EXCLUSIVE – Senior Arab Diplomat: Saudis See Putin, Not Obama, as Key to Syria’s Future

Saudi Arabian Crown Prince Sultan bin Abdul Aziz al-Saud (R) meets Russia's President
DMITRY ASTAKHOV/AFP/Getty

TEL AVIV – Russia’s decision to withdraw some of its forces from Syria was made thanks to reassurances provided by Saudi Arabia, the main sponsor of militias fighting President Bashar Assad’s regime, a senior Arab diplomat told Breitbart Jerusalem.

After the radical jihadi organizations Al-Nusra Front and Islamic State excluded themselves from last month’s ceasefire agreement, and Russia and other international forces retaliated, “it became clear that a Russian-Saudi pact would be the key to the survival of the cease-fire,” the diplomat said. “Unless Riyadh, on the one hand, and Moscow, on the other, told their respective allies to honor the ceasefire, it wouldn’t have lasted.”

The official also said that Saudi Arabia is in the process of negotiating a massive arms deal with Russia and the two countries are coordinating future positions on oil trade.

Despite their differences on Assad’s potential fate, Russia and Saudi Arabia are working toward an agreed-upon diplomatic solution to the Syria conflict, he said.

“We’ve recently started hearing opposition leaders saying they don’t rule out negotiating with Assad, and how they didn’t celebrate the Russian withdrawal as a victory, necessarily,” he said. “That is a direct result of messages coming from Riyadh, that the Saudis have come to terms with Russia’s involvement in the resolution of the conflict.”

The diplomat said that Riyadh’s overture towards Russia signals that the Saudi government is following up on its stated strategy of forging new alliances in the region.

“The best example is the cooling of relations between Saudi Arabia and Turkey against the backdrop of the latter’s rapprochement with Iran,” he said. “The Saudis have realized that Ankara refuses to discuss a political solution to the Syria crisis that would include a solution to the Kurdish question. The fact that it’s also a red line for Iran, because a majority of Kurds are Sunni and therefore may ally with Tehran’s regional rivals, drew them closer to each other.”

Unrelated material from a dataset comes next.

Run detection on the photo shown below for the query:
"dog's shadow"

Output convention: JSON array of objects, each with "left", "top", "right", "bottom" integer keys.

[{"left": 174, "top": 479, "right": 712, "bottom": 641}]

The diplomat’s analysis portends a significant shift in the Middle East and Persian Gulf, where traditional U.S. allies are orienting themselves toward Moscow as the Obama administration has taken a back seat on Syria and cooled its relationships with Sunni Arab states.

“America’s growing disinterestedness in the region played a significant role in these developments,” he said. “I don’t think we’ve seen the end of it. It may spill over from Syria to Yemen and other countries. Also, in light of a Saudi-Russian honeymoon, other Gulf States may follow suit.”